Before | Capítulo 6

domingo, julho 26, 2015 | | |


Narradora

- Rose? - Harry retornou a questionar, e dessa vez uma sobrancelha arqueada o acompanhava.

 A morena o fitou. O que ele faz aqui? Tudo bem que é uma biblioteca, mas ela relacionava o local como um lugar que Harry não escolheria para passar algum tempo, mesmo que por poucos minutos. A não ser pela biblioteca da escola, onde tinham que pegar livros para pesquisas quando precisavam. Olhou para Liam, ao seu lado, que tinha uma expressão entretida no rosto.

- Harry?
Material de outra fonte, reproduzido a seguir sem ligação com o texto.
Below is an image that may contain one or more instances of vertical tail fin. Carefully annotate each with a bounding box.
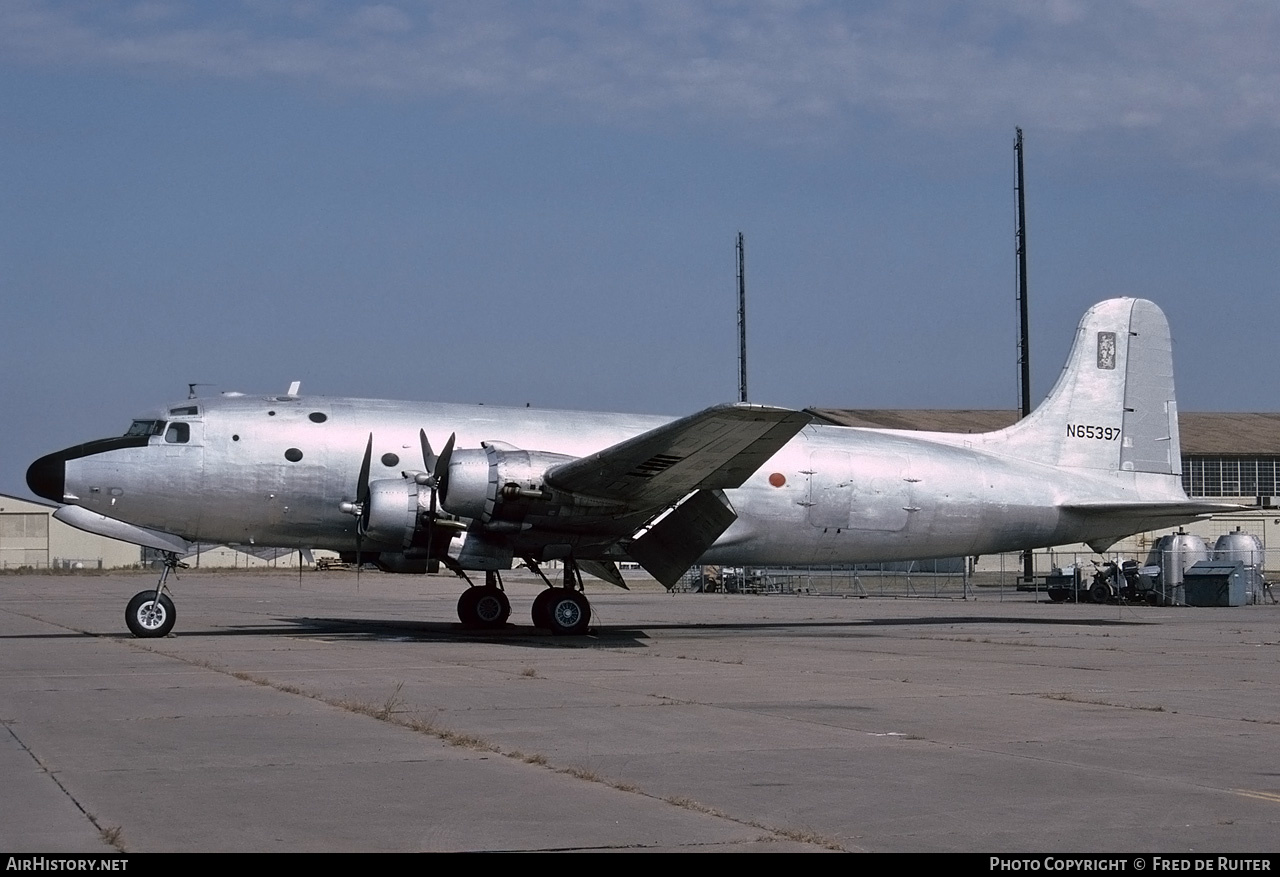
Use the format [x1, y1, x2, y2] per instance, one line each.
[983, 298, 1181, 475]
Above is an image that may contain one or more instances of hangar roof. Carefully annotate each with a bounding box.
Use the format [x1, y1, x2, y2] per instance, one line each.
[806, 408, 1280, 456]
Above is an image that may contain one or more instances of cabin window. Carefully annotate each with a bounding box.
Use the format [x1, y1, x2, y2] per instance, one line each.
[125, 420, 164, 435]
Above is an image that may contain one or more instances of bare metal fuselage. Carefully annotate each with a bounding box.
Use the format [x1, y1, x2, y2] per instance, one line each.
[55, 397, 1177, 565]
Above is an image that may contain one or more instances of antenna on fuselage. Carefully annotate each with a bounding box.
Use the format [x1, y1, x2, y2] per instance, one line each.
[737, 232, 746, 402]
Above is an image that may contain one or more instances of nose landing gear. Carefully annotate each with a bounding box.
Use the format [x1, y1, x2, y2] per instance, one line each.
[124, 552, 187, 639]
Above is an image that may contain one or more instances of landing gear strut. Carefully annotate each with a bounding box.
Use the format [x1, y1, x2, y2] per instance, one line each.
[124, 552, 187, 639]
[458, 570, 511, 627]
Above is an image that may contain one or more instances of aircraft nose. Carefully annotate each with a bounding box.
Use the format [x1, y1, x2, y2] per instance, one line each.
[27, 453, 67, 502]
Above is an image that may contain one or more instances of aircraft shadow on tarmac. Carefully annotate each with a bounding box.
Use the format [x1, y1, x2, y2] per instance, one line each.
[0, 616, 1149, 649]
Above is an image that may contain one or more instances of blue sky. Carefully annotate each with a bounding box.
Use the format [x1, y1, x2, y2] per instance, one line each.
[0, 0, 1280, 495]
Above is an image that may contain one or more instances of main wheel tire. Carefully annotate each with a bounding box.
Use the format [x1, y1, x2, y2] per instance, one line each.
[547, 588, 591, 636]
[458, 585, 511, 627]
[124, 590, 178, 639]
[529, 588, 557, 630]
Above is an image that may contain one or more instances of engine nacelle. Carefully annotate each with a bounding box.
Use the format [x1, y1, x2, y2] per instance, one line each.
[364, 479, 419, 548]
[440, 442, 575, 524]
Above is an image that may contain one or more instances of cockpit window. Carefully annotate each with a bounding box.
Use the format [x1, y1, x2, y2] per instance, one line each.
[125, 420, 164, 435]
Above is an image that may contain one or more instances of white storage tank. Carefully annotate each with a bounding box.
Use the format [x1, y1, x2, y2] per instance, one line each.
[1147, 530, 1210, 606]
[1213, 527, 1265, 603]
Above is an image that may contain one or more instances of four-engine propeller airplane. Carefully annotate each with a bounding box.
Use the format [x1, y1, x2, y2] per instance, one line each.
[27, 298, 1224, 636]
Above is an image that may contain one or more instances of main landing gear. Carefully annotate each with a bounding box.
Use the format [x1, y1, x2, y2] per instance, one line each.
[458, 570, 511, 627]
[530, 559, 591, 636]
[455, 561, 591, 636]
[124, 552, 187, 639]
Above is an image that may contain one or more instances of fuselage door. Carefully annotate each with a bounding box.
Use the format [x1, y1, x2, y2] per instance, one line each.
[809, 451, 854, 529]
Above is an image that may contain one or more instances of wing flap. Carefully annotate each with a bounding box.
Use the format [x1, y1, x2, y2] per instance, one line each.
[547, 405, 810, 508]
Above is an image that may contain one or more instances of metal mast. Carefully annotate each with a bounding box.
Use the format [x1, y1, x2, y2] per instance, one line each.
[737, 232, 746, 402]
[1014, 128, 1032, 417]
[1014, 128, 1036, 581]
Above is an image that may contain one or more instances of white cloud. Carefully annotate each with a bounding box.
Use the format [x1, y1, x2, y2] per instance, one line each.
[0, 0, 1280, 169]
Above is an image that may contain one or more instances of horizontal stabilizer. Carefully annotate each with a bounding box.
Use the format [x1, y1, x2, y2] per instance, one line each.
[1060, 501, 1248, 540]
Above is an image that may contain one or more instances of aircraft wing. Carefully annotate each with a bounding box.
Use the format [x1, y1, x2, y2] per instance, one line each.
[545, 405, 812, 510]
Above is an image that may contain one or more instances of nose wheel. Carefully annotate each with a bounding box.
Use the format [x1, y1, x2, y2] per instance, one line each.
[124, 552, 187, 639]
[124, 590, 178, 639]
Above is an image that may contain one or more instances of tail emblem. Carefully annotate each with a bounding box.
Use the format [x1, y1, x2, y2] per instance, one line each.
[1098, 332, 1116, 369]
O que faz aqui? - Rose finalmente perguntou.

- Não é óbvio? - Ele suspirou e explicou, quando os outros dois se entreolharam: - Lembra quando eu disse que gostaria de passar um tempo com você? A vi aqui dentro e, como está um gelo lá fora, decidi entrar para tomar algo quente - indicou a menina que servia café e chá na bancada mais a frente. Enfiou as mãos geladas e entorpecidas no bolso do casaco. - Não é nenhum crime. E você - se inclinou um pouco na direção de Liam -, vejo que sabe o quanto a companhia de Rose é agradável. Aliás... Atrapalho? - sorriu ladino.
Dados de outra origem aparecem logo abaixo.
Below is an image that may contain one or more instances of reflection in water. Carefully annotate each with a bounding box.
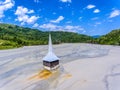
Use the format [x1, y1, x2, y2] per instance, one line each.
[24, 66, 71, 90]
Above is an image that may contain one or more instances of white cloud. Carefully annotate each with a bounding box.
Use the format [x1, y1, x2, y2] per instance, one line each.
[64, 25, 84, 32]
[33, 23, 39, 28]
[60, 0, 72, 3]
[0, 0, 14, 18]
[109, 10, 120, 18]
[50, 16, 64, 23]
[39, 23, 84, 32]
[15, 6, 39, 24]
[86, 4, 96, 9]
[93, 9, 100, 13]
[91, 17, 99, 20]
[39, 23, 61, 30]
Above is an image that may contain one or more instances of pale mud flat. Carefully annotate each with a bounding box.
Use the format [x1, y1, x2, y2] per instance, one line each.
[0, 43, 120, 90]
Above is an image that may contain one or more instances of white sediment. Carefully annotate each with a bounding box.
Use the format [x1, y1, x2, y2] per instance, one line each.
[0, 43, 120, 90]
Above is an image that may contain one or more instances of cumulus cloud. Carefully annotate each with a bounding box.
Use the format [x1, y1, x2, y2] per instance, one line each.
[15, 6, 39, 24]
[60, 0, 72, 3]
[109, 10, 120, 18]
[39, 23, 84, 32]
[93, 9, 100, 13]
[39, 23, 61, 30]
[50, 16, 64, 23]
[33, 23, 39, 28]
[0, 0, 14, 18]
[86, 4, 96, 9]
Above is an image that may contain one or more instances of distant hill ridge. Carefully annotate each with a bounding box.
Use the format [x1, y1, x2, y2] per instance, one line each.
[97, 29, 120, 45]
[0, 24, 120, 49]
[0, 24, 93, 49]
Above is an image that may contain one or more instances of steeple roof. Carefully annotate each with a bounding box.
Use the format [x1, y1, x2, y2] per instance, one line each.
[43, 34, 59, 62]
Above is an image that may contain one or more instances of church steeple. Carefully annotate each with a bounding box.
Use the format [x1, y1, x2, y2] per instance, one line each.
[43, 34, 59, 70]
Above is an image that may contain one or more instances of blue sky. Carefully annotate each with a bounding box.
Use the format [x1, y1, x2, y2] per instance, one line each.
[0, 0, 120, 35]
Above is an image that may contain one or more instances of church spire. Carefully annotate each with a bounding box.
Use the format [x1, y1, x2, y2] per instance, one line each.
[48, 33, 53, 52]
[43, 34, 59, 62]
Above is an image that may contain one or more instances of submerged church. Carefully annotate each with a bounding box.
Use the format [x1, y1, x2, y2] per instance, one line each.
[43, 34, 59, 71]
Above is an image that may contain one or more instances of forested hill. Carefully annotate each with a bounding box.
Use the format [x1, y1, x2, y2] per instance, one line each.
[97, 29, 120, 45]
[0, 24, 93, 49]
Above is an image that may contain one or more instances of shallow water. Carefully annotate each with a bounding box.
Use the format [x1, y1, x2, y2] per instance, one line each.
[0, 44, 109, 90]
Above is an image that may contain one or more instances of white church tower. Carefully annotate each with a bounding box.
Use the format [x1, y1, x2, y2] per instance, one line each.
[43, 34, 59, 71]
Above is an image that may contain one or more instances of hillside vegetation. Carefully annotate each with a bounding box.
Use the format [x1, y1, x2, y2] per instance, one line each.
[97, 29, 120, 45]
[0, 24, 93, 49]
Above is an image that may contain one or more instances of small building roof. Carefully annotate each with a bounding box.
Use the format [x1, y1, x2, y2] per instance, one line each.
[43, 34, 59, 62]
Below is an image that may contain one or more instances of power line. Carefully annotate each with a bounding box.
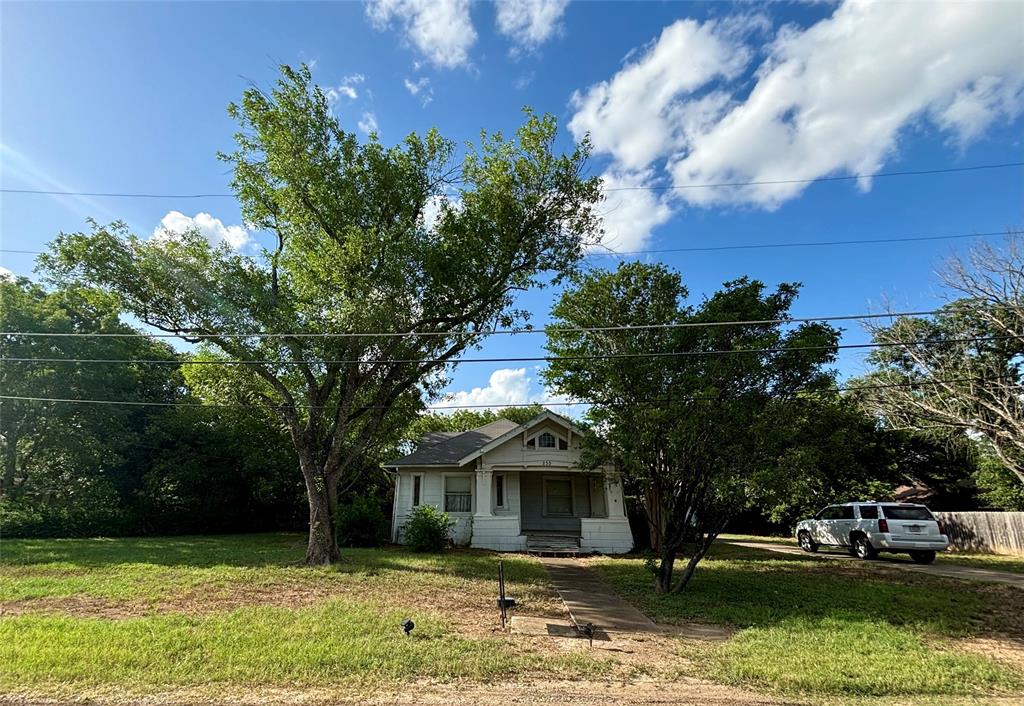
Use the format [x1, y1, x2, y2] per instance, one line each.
[6, 231, 1024, 257]
[587, 231, 1024, 257]
[604, 162, 1024, 192]
[0, 309, 940, 340]
[0, 375, 1010, 411]
[0, 336, 1016, 366]
[0, 162, 1024, 199]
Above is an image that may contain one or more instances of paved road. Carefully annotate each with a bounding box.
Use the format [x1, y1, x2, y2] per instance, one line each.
[723, 540, 1024, 589]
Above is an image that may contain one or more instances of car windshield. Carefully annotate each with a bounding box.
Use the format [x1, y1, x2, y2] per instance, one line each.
[882, 505, 934, 520]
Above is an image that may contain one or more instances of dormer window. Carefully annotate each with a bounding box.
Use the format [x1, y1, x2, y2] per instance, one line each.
[526, 431, 569, 451]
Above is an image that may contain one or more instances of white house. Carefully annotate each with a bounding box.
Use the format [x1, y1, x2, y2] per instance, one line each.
[384, 411, 633, 554]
- Na verdade... - começou Liam, em seguida voltou-se para Rose. Ela era tão pequena perto dele; ele gostava de seu jeito meigo e delicado, até às vezes atrevido, e amigo também. - Queria saber se gostaria de ir comigo no Royal Shakespeare Theatre, irão fazer uma apresentação de Hamlet amanhã. Temos 4 ingressos, eu, minha avó e meu avô estamos a procura da quarta pessoa para ir conosco.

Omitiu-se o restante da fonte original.